Thirteenth Street, then Eleventh, Ninth, Eighth, First, Main. Side streets. Alleys. Everything is a way station. Turnarounds. Cul-de-sacs. Access roads. Churches. Dark storefronts, the post office, the offices of the Independent Florida Alligator newspaper, a record store, the Masonic Temple, a couple of banks. Frat bars lit up in screaming neon or a lone light in the back of Emiliano’s Italian restaurant by which the busboy mopped between tables now set only with their own flipped-over chairs. At the edge of the famous duck pond, where no fowl stirred on the face of the black water, and the bright bauble-moon was as clear below as above. Back on University Avenue — the lesbian bookstore, the drive-thru Taco Bell — where free shuttle buses provided by the school lurched up and down the street, to and from downtown, standing-room only and the aisles packed too with kids who sang fight songs and copped feels and filled that rolling drunk tank with their stinking puke. Construction sites. Angular skeletons of apartment buildings and planned communities, wired for broadband and satellite.

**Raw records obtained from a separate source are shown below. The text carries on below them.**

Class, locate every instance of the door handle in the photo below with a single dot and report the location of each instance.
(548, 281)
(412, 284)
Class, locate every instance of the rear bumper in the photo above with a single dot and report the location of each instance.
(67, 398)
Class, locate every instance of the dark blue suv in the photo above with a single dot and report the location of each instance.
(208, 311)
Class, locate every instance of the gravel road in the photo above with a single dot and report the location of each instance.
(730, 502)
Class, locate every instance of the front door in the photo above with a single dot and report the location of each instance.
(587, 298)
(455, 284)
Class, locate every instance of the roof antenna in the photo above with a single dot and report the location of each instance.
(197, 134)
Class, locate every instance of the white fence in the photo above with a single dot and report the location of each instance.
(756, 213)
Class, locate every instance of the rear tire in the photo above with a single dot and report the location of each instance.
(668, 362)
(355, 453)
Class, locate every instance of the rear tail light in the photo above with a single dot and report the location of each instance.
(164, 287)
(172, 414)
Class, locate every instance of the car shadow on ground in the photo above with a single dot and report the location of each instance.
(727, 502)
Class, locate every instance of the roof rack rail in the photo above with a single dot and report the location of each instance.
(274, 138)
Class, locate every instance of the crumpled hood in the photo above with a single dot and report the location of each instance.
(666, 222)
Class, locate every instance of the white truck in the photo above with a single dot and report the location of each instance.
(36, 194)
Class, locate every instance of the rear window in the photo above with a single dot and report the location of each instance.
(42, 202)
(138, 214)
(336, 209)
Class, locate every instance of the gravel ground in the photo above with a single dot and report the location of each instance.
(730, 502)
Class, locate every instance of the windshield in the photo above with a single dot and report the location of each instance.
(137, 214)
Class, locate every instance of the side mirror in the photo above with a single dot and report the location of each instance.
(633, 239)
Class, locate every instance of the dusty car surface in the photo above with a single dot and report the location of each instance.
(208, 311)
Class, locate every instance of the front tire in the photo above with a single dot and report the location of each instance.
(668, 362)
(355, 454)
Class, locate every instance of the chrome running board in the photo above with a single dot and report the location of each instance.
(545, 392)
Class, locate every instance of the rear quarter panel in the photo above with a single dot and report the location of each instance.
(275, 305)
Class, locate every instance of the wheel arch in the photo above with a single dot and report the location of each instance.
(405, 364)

The Life You Save, indeed , I thought, as I walked past it, headed vaguely back toward campus and my neighborhood but not yet ready to go home. Across the street from the plasma center’s strip mall was a rent-to-own furniture store. I walked over to it, drawn like a bug to a porch light, though the store and its sign were both dark. I felt like I was really seeing it for what it was, this wellspring of human misery, the working poor shackled to monthly payments, usurious rates, it was a suitable analog to the plasma center, and the intersection wanted only for a check-cashing store to complete the unholy trinity. I sat down on the sidewalk with my back against the white stone façade of Planned Furnishings, across the street from an empty lot marked only by a billboard that read CONSOLIDATED PROPERTIES. What could be said of a God that allowed such horror in the world?